Last year, the clinic had more than 4,800 patient visits.

Its growth and the people it serves – which includes a large migrant-worker population – gave the clinic the extra boost needed to be recognized by the USDHH, said grantwriter Linda Pecore.

With growth came the need for more staff, and the clinic recently hired full-time Manager Debby Harrison-Zarkis, a former Montrose County Health and Human Services case manager for adult protection and services. Working alongside Harrison-Zarkis are three Center for Mental Health employees (two medical assistants and one clinic coordinator), one school district employee, a full-time nurse practitioner and four rotating doctors.

“We could use a larger location,” Harrison-Zarkis said of the center’s current quarters. “It's cramped, with limited space. There is medical equipment in the hallways. We could do so much more with more room.”

The recent grant will help the clinic pay for salaries, equipment and other expenses the clinic will need to continue to operate under its new nonprofit status. It also could help facilitate an expansion, to which end an advisory board is currently discussing options for the clinic, from staying at the school-based location to exploring other possibilities, including new lands and facilities, said Mary Snyder, chief operating officer for MMH.
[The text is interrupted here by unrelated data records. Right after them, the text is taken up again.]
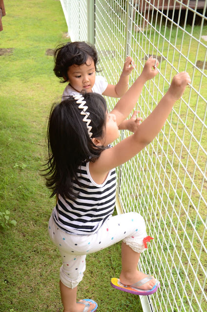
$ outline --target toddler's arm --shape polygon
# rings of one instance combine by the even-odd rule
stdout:
[[[153,78],[158,73],[154,67],[158,66],[159,62],[156,58],[149,58],[145,64],[143,70],[128,91],[117,102],[111,113],[116,115],[118,126],[127,117],[133,109],[141,94],[145,83]]]
[[[119,126],[120,130],[124,130],[126,129],[129,130],[131,132],[135,132],[137,128],[140,124],[140,121],[142,121],[142,117],[137,117],[137,114],[140,113],[140,111],[134,111],[131,118],[129,119],[125,119]]]
[[[119,81],[115,85],[108,84],[103,94],[103,96],[111,98],[121,98],[126,92],[128,88],[129,75],[133,69],[131,64],[132,61],[131,57],[126,58]]]

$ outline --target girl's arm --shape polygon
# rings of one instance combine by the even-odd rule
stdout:
[[[130,159],[153,140],[190,81],[188,74],[184,72],[174,77],[168,91],[139,130],[114,147],[104,151],[97,161],[90,163],[93,178],[99,176],[104,178],[109,170]]]
[[[119,81],[115,85],[108,84],[103,94],[103,96],[111,98],[121,98],[126,92],[128,88],[129,75],[133,69],[133,66],[130,66],[132,60],[132,59],[130,57],[126,58]]]
[[[158,73],[155,66],[158,66],[158,61],[151,57],[145,64],[143,70],[128,91],[117,102],[111,113],[116,115],[118,126],[125,119],[133,110],[141,93],[145,83],[153,78]]]

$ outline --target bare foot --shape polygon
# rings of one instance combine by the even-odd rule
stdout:
[[[122,284],[130,286],[147,277],[147,275],[146,274],[140,272],[140,271],[137,271],[136,273],[134,273],[133,276],[131,276],[131,274],[124,274],[122,272],[120,274],[120,279]],[[153,276],[152,277],[152,279],[150,279],[146,283],[145,283],[145,284],[143,284],[141,286],[139,286],[139,288],[144,290],[152,289],[156,284],[156,281]]]
[[[96,305],[95,303],[90,302],[90,301],[85,301],[85,300],[79,300],[79,302],[84,302],[84,303],[89,303],[90,307],[88,308],[88,312],[90,312],[94,309],[96,308]],[[71,310],[64,310],[63,312],[83,312],[85,307],[85,305],[80,304],[80,303],[77,303],[74,309]]]

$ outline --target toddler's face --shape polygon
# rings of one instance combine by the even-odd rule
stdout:
[[[80,66],[72,65],[67,71],[68,81],[76,91],[81,92],[84,90],[87,93],[92,92],[95,83],[96,70],[94,61],[88,58],[86,64]]]

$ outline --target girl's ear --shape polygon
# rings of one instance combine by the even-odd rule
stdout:
[[[96,146],[101,146],[103,145],[102,140],[97,137],[93,137],[91,139],[91,141]]]

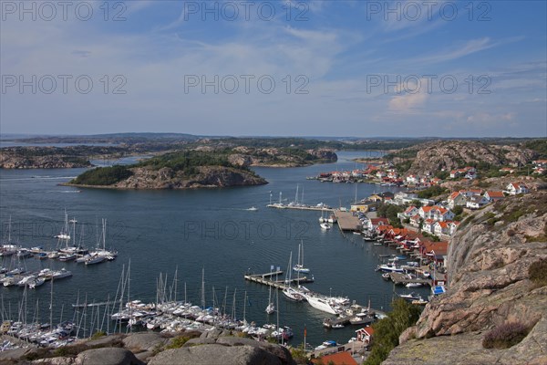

There are many unknowns, she said, and a move would require applying for more grant funding.

For now, the clinic serves its patients at its present space, Monday through Friday, 8 a.m. to 5 p.m.

And as part of its new nonprofit direction, the clinic is taking over the contract for the migrant farmworker voucher program, and providing health care services to the work force population that migrates to the area each year, Snyder said.

The clinic will be adding an oral care component, and continue expanding its behavior and mental health components, all thanks to the recent grant, Pecore said.

“This is the future of health care,” said Jon Gordon, director of the Center for Mental Health, about the partnership that allows for the onsite integration of primary health care for area residents.